The data will be fit to a Random Forest model. 

In [18]:
rf = RandomForestClassifier()
rf_params = {
    'n_estimators': [25,50,100, 150],
    'max_depth': [1, 2, 3, 4, 5],
}
gs = GridSearchCV(rf, param_grid=rf_params, cv=5)
gs.fit(X_train, y_train)
print(gs.best_score_)
gs.best_params_

0.6240601503759399


{'max_depth': 4, 'n_estimators': 150}

In [19]:
gs.score(X_test,y_test)

0.6222222222222222

> Random Forest did perform better than Logistic Regression. The accuracy on the validation set went up to 62.2% from the naive accuracy of 51.9%. There the Forest model is picking up on some signal from the LSA components.

## Bayes Model

In [45]:
#Instaniate and fit Naive Bayes
gnb = GaussianNB()
gnb.fit(X_train,y_train)

GaussianNB(priors=None, var_smoothing=1e-09)

In [46]:
gnb.score(X_train,y_train)

0.5789473684210527

In [47]:
gnb.score(X_test,y_test)

0.4666666666666667

> Using Gaussian Naive Bayes did not produce better predictions than the naive accuracy. One potential reason for this is that given the dataset that I had, there is not enough prior information. 

<a id='xgboost'></a>
## XGBoost Model

In [66]:
#Instantiate XGBoost model.
model = XGBClassifier()
model.fit(X_train, y_train)

#Calculate predictions for test set.
y_pred = model.predict(X_test)
predictions = [round(value) for value in y_pred]
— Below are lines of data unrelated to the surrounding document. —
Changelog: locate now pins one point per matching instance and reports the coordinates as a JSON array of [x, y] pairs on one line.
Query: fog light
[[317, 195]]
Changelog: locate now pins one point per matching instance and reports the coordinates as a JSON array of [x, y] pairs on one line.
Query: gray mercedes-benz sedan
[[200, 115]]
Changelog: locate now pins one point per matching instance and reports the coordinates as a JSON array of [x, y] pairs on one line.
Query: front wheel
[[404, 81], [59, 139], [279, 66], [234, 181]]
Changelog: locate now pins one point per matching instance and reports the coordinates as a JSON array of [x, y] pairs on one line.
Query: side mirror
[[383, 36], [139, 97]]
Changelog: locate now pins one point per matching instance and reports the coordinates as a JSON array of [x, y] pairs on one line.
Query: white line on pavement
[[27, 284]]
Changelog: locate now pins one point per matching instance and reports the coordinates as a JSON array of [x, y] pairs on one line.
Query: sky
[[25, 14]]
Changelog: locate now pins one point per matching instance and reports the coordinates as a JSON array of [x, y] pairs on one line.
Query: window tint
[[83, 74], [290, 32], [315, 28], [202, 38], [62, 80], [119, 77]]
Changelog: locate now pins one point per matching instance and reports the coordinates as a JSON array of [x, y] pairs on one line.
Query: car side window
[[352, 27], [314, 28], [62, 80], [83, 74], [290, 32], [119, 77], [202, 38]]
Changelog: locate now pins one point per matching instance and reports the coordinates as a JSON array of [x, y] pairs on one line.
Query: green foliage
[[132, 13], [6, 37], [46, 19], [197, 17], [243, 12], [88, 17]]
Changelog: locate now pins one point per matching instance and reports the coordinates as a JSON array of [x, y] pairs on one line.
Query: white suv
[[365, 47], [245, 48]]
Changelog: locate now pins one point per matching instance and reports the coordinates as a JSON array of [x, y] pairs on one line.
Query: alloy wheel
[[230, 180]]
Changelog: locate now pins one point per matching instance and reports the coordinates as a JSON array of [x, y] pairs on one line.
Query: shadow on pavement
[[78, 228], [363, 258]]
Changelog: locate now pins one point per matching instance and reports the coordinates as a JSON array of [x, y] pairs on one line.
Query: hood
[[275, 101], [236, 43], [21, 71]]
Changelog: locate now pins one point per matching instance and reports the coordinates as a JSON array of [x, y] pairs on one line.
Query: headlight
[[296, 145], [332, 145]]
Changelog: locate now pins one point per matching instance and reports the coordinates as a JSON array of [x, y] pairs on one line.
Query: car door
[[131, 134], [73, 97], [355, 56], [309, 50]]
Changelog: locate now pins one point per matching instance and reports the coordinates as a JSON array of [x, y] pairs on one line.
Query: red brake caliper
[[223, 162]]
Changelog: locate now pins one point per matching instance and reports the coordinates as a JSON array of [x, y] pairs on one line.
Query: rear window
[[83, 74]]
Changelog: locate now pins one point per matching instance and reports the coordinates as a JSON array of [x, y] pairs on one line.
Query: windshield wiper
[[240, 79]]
#Calculate accuracy of model.
accuracy = accuracy_score(y_test, predictions)
print(f'Accuracy: {np.round(accuracy * 100.0,2)}%')

Accuracy: 64.44%


> XGBoost got the best accuracy score of all the models with 64.44%. While this is an improvement on all of the other models, I would not say this is a great score. 

<a id='conclusion'></a>
## Conclusions  
  
There is some signal coming from Trump's tweets to predict what his campaign donations are going to be. Although, none of the models were able to predict whether or not his donations would go up or down with an accuracy above 64.4%. Intuitively this might make sense. Trump's tweets tend to be reactionary to events happening in the world, thus the predictive ability of his tweets might be residual signal from other factors. As mentioned in the original cleaning of the data it might make sense to look at other information such as who specifically gave donations or at what frequency. My conclusion is that there isn't any significant reason to believe the words in Trump's tweets influence his campaign donations.